Dr Helen Robinson, an author and historian, says the link between people and places is one of the most interesting parts of history.
“We study history and we know all sorts of things from it but heritage is something quite different. It depends on history but when you are looking at heritage, you are looking at more than events. You are looking at history with emotional input and you are looking at history which is tied indefinitely to people. And people are tied to places,” she said.
One of the stories that made a mark on the social fabric of the community is that of the Wynberg 7.
Ebrahim Abrahams, WECA’s vice chairperson said, “Not many people know about the Wynberg 7. These people were on the forefront of making sure that Wynberg was one the map and that South Africa changed. And it happened on the corner of Park and Baxter roads.”
The seven pupils were arrested during a student protest in Wynberg in 1985. Igshaan Amlay, Venetia de Klerk, Dee Dicks, Shoukie Enous, Wayne Jordaan, Naasir Masoet and Julian Stubbs, aged between 14 and 18, were charged and convicted of public violence. They served between one and three years in Pollsmoor Prison.
Mr Amlay, Mr Stubbs and Mr Jordaan recollected the events that lead to their arrest.
“We had been congregating first at Wynberg High then planned to move from there to Wittebome High, certainly that was my path. On the way we stopped at the Pandy’s house. We were caught up in the events that happened on the day. The people that were marching in the area started burning some tyres. We all just happened to be in that space at that same time. I was on the stoop and kept an eye on what was happening in the street because Casspirs were going up and down, a few petrol bombs had been thrown in the street,” said Mr Stubbs.
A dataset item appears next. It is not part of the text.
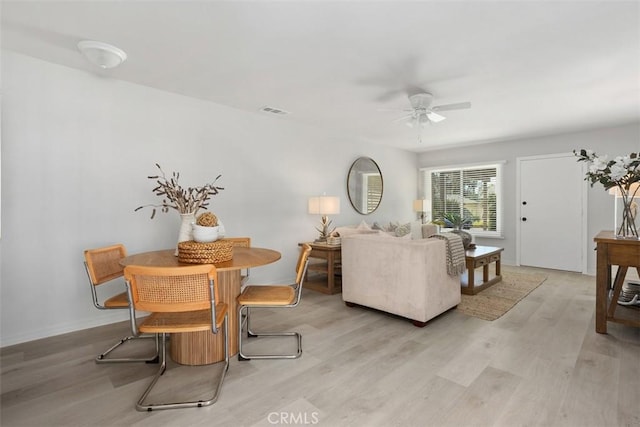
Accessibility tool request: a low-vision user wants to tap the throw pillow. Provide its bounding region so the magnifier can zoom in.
[357,220,371,230]
[395,222,411,237]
“Then it was kinda quiet, cars were not driving past anymore. It seemed streets had been shut off but we didn’t know that at the time, there were no cars coming by. I guess that was the security police’s plan. They prevented anyone else coming down the roads. And eventually a couple of Casspirs came up Park Road, a couple of vans from Baxter Road. And everyone scattered when that happened.”
Mr Jordaan describes a scene of 30 to 40 students clamouring to hide inside one room in the Pandy house.
“They got us to get out of the house and they just happened to grab the first 10 people that got out of the house. And that was our fate sealed. We were taken into two vans that were standing outside and the others managed to get away,” Mr Stubbs said
The three members praised Wynberg for the support they had given them at the time. Mr Stubbs said after they were arrested residents rushed to their aid to get numbers to contact their families.
“Just coming back to Wynberg,” Mr Stubbs said, “Our send off was from Wynberg. We left from Shoukie’s house and there was a long convoy of cars and school buses escorting us through. That showed us support from Wynberg, the community was certain we went with well wishes.”
The Wynberg 7 lost their sentence appeal at the Supreme Court in May 1987 and started their sentence at Pollsmoor on Monday June 8.
Mr Amlay says he has no regrets and would do it again. “There are many others like the Wynberg 7. People should acknowledge the struggle that we fought and I think that’s important because it gives youth an opportunity to stand up for what is right. Especially at a school level they must be taught what the youth went through, just as an acknowledgement. So that the future generations can never forget what happened and that it must never happen again.”